International Information Programs
Trade and Development Thursday 14 June 2001

U.S. Official Comments on AGOA Trade Act at Media Forum

Cites favorable export statistics

By Scott Timmreck
Washington File Staff Writer

Washington -- Trade between the United States and sub-Saharan Africa has been sparked by the African Growth and Opportunity Act (AGOA), an historic trade bill whose passage last year in Congress was helped by the African diplomatic corps, says Dr. Abdul Shaikh, regional coordinator for Africa and the Middle East at the U.S. Commerce Department.

Shaikh, a senior international economist at Commerce, spoke at a June 12 meeting at the headquarters of the Freedom Forum, a media foundation dedicated to free speech and free press worldwide. The topic for discussion was "Telling the U.S.-Africa Trade Story" and the influence of the African diplomatic corps.

The official explained that "under AGOA, for the first time in the history of the United States, any African country or countries are allowed to export without any quota or any duty."

Recent U.S. Trade Representative (USTR) figures show that exports to the United States from African nations that have been deemed eligible under AGOA has risen by 24% over the first three months of 2001 compared to the same period in 2000.

Signed into law by former U.S. president Bill Clinton in May 2000, AGOA provides African countries with broad access to U.S. markets. The reform law encourages the improvement of Africa's economic regimes in hope of attracting U.S. firms to the continent by eliminating the duties and quotas usually imposed on the two-way street of trade.

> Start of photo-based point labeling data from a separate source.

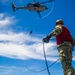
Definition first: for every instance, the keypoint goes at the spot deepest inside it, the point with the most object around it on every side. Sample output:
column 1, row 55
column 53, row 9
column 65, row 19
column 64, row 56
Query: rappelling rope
column 46, row 60
column 46, row 63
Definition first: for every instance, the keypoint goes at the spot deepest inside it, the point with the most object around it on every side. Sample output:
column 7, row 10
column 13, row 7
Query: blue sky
column 21, row 52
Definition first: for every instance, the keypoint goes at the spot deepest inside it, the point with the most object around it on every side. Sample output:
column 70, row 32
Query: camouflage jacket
column 57, row 31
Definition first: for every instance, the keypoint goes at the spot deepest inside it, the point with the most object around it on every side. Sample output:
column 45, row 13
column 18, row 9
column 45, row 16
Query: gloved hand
column 46, row 39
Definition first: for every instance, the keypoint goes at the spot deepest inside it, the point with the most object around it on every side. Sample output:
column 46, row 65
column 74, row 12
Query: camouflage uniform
column 65, row 50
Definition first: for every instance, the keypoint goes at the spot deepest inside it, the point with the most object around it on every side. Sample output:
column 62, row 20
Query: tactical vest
column 63, row 36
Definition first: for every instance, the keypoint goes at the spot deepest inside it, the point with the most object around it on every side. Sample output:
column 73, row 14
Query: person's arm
column 73, row 40
column 56, row 31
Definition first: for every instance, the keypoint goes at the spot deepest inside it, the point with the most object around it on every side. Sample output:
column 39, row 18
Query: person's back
column 65, row 46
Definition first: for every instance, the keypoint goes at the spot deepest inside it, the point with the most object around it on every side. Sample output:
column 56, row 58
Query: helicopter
column 35, row 6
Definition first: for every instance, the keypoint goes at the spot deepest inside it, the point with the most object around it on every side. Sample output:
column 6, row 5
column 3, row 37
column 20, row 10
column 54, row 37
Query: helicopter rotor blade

Shaikh said that President George Bush looks to continue the success of AGOA and "is very much interested in maintaining the legacy of the previous administration" on helping Africans develop their economies along free-market principles.

Even before AGOA became law, Shaikh indicated that trade between Africa and the United States was on the upswing. For example, African exports to the U.S. grew by 67% between 1999 and 2000, he said.

In 2000, African countries exported $27.6 billion of goods and services to the U.S., approximately 2.6% of the $1.068 trillion total U.S. imports last year. In comparison, Asia exported $454.7 billion worth of goods and services to the U.S., and South America exported $209.2 billion worth of goods and services to the U.S. in 2000. The U.S. exported $10.9 billion of goods and services to Africa in 2000.

The leading U.S exports to Africa in 2000 were aircraft and parts ($780.5 million), oil and gas equipment ($343 million), wheat ($309.8 million), motor vehicles and parts ($257.5 million), and industrial chemicals ($231.9 million). Telecommunications exports totaled $139.5 million.

Crude oil dominated sub-Saharan African exports to the U.S. in 2000, causing $16.29 billion to change hands. Platinum group metals ($1.523 billion), petroleum products ($969.4 million), and woven or knit apparel ($748.1 million) also accounted for the $23.5 billion total goods and services that went from sub-Saharan Africa to the U.S. that year.

"We want to see more of the trade from Africa to the United States because the trade means a better standard of living, more jobs for Africans, and therefore the capacity to buy American goods," said Shaikh.

To get more trade flowing between Africa and the U.S., Africa's biggest market, Shaikh indicated a number of factors that foster investment, including the elimination of government control of industry, transparency of investment policies, long-term stability, and a workable infrastructure.

Also key, Shaikh said, were the criteria for eligibility in AGOA, including positive market reforms, intellectual property rights, acceptable labor conditions, protection for human rights, and a workable visa system for goods. Once U.S. and African officials agree that a particular country is moving to meet these measures, it becomes eligible for membership in AGOA. In January, Swaziland was designated the 35th eligible country.